To meet this purpose, the Curriculum will need to:

  • include an overarching competency framework, including syllabus, facilitation methods and assessment requirements
  • provide a clear set of definitions and terminology and consistent use of language
  • clearly articulate measurable global outcomes that correspond with the Profile of the GP
  • align with international models and be supported by current literature and best practice methods
  • be applicable across a range of contexts and the full length of the GP professional life, from pre-GP terms through to Fellowship training and CPD
  • be informed by the RACGP educational guiding principles and internal and external general practice educational imperatives
  • demonstrate cultural responsiveness by reflecting Australia’s diverse population and the local needs of Australians through consultation with relevant stakeholders, including but not limited to the RACGP Aboriginal and Torres Strait Islander Health faculty, RACGP Rural faculty, RACGP Specific Interests faculty and the Migrant and Refugee Health Partnership.


The Curriculum is reviewed and revised every 3–5 years.

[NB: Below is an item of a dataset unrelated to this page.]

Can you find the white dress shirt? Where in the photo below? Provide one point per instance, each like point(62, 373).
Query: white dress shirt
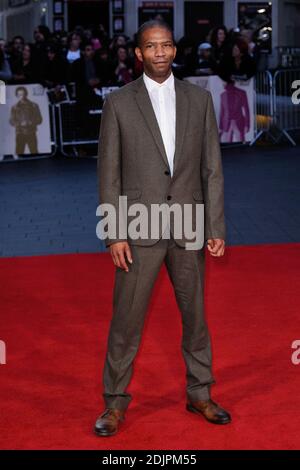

It entered its current review cycle in 2019, and is expected to be released ahead of the transition from the Australian General Practice Training (AGPT) Program and the Remote Vocational Training Scheme to RACGP-led training in 2022.

The first steps in moving the Curriculum towards its future vision are:

  • identifying key national and international frameworks that inform Curriculum development40–42,44,66,67
  • identifying key literature that informs Curriculum development49,68
  • creating a consultation plan
  • reviewing content for currency and accuracy and checking for content gaps
  • determining consistent terminology, definitions and language to be used within the instrument
  • creating plans for
    • achieving better alignment with the other parts of the RACGP educational framework
    • building greater cohesion within the current parts of the Curriculum
    • including assessment as part of the Curriculum
    • building a syllabus
    • including educational processes within the Curriculum.

Overarching objectives for future reviews include creating a cohesive and coherent Curriculum that:

  • achieves national consistency in RACGP education while recognising the need for regional flexibility
  • is based on contemporary competency- and outcomes-based medical education
  • is internally cohesive
  • includes educational content, processes and assessment as well as educational outcomes
  • has an embedded evaluation cycle
  • has high utility across all education providers.